The eagle scout is a nice boy. I wonder how long he´ll last teaching in Bogota. He´s acted wounded since the first night Sarah arrived and we went out to the Zona Rosa, the club and nightlife district. I think he has a crush on her, though I do not think Sarah was impressed that out of the hundreds of places he took us to an American styled brew pub and sports bar. Whatever the matter, the whispering begins as soon we leave the room.

So tonight the dark, empty, freezing streets of Bogota are more appealing than the sideways glances and forced conversation in the warm kitchen at the hostel. But what can happen in a block? Surely the bar down the street is open on a Saturday night just past nine.

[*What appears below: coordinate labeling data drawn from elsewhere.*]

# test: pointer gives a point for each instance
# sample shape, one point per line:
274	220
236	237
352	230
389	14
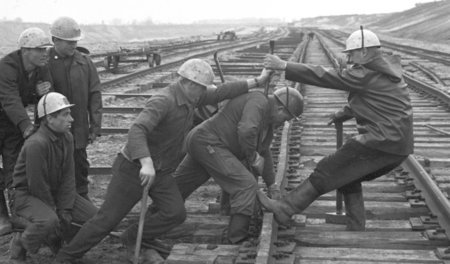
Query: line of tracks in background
407	210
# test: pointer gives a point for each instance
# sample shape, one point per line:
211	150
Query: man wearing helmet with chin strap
43	200
233	147
379	101
151	154
75	76
23	79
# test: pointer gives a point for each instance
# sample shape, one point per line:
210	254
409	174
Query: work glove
43	88
258	164
273	62
339	117
264	77
342	62
92	137
29	131
274	191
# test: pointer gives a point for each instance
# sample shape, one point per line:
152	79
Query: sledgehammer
141	224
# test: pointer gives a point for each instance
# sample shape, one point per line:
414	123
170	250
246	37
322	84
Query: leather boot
354	209
5	224
17	251
238	228
294	202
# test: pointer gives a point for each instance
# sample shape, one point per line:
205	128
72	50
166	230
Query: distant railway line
408	211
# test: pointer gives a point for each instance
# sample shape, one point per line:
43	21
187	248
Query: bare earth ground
110	250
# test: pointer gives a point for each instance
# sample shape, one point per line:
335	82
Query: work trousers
42	223
124	191
350	165
81	171
208	156
11	141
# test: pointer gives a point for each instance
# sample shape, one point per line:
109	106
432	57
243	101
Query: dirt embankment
98	36
425	22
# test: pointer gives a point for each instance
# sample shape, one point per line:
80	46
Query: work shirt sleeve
65	196
250	124
349	80
37	172
223	92
155	110
95	104
10	98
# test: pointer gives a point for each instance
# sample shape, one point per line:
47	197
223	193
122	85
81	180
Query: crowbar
272	47
219	68
141	224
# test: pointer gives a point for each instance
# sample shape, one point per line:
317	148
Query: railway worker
44	201
150	156
23	79
379	101
75	76
232	147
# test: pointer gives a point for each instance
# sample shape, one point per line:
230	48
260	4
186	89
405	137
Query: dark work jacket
160	129
379	100
18	90
81	85
244	127
45	168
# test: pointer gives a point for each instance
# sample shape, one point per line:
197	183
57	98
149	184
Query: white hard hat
66	28
51	103
291	99
362	38
198	71
33	38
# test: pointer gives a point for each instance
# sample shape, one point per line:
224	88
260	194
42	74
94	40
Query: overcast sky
187	11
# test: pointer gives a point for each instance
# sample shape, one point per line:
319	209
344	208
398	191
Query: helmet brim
70	39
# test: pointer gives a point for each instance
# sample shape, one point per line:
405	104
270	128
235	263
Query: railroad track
407	210
408	214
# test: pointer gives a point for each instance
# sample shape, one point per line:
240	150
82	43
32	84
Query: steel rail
201	54
269	230
435	199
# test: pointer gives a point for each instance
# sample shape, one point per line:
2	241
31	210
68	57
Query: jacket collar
54	136
77	56
180	96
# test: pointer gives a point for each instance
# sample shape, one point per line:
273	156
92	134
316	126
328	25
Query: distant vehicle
150	55
227	35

The cafe is closed. So is the restaurant another block down the hill. Another block and more of the same. I haven´t been too many places where I didn´t feel comfortable walking the streets, but I´m thinking its best we turn back. We take another street to return the hostel and we pass a bodega that is open. There are a few tables and chairs squeezed into the floor space along the counter. Sarah gets some cigarettes. We order beers and a man offers us a table across from the register. We sit and talk a little. A man one table away is staring at us. His eyes are big and bloodshot, but I don´t notice this at first, only that he is smiling. I smile back to be polite. I imagine they don´t get too many foreigners at the tables of this little corner store. He takes my gesture as an invitation and jumps from his seat to one at our table with a suddenness that does not seem natural nor sane. Now I notice the bulging eyes. I´d peg him for a meth addict were we back home. This being Colombia, he is probably just a coke head.

He tells us he is from the poorest barrio in Bogota, apparently the one that sits just above La Candelaria. Sarah knows this type, says there is a guy like at any party in South America, especially one with gringas. She is hardly listening to him. He is focused on her, wants to dance with her, in what space and to what music I do not know. I try to divert him by talk of football, I ask him about the national team. He says something, then repeats himself, again and again, though I can´t understand him, and can´t help but notice his spittle flying from his mouth and into my beer.

A second man at a table nearer the street is interested in us, in a saner, where are we from?, kind of way. He knows about football and we talk a bit, at times over the head of the coke addict who again is focusing on Sarah.

¨She is my cousin,¨ I tell him.

This makes him pause for a minute. Sarah and I begin talking in English. We are enjoying the fact that we may as well be speaking Thai. It is a rare place these days where English can be used as a secret language, but no one here understands a word of what we are saying. The coke head is now grabbing at Sarah. The second man seems embarrassed but says nothing. I tell Sarah in our code that it is time to leave.

A block away and we notice that the coke head is following after us, but he is either too drunk or too blasted to make anything of his pursuit. We stop in front of the first open cafe we´ve seen all night, with what sounds like a live jazz piano, and our friend waddles by us and on up the hill.

The kitchen is empty save for Eduardo, the boy who serves as the night guard, nodded off in front of the television. We sip tea and look through the cards in Class Struggle. I remember this Marxist board game from my last trip here. The box has a picture of Karl Marx arm wrestling one of the Rockefellers. The object of the game is the alliance of the non-ruling classes to overthrow the capitalist system. The professor who wrote the game recommends it as a classroom tool. I must get one of these games for my friend James, I remind myself.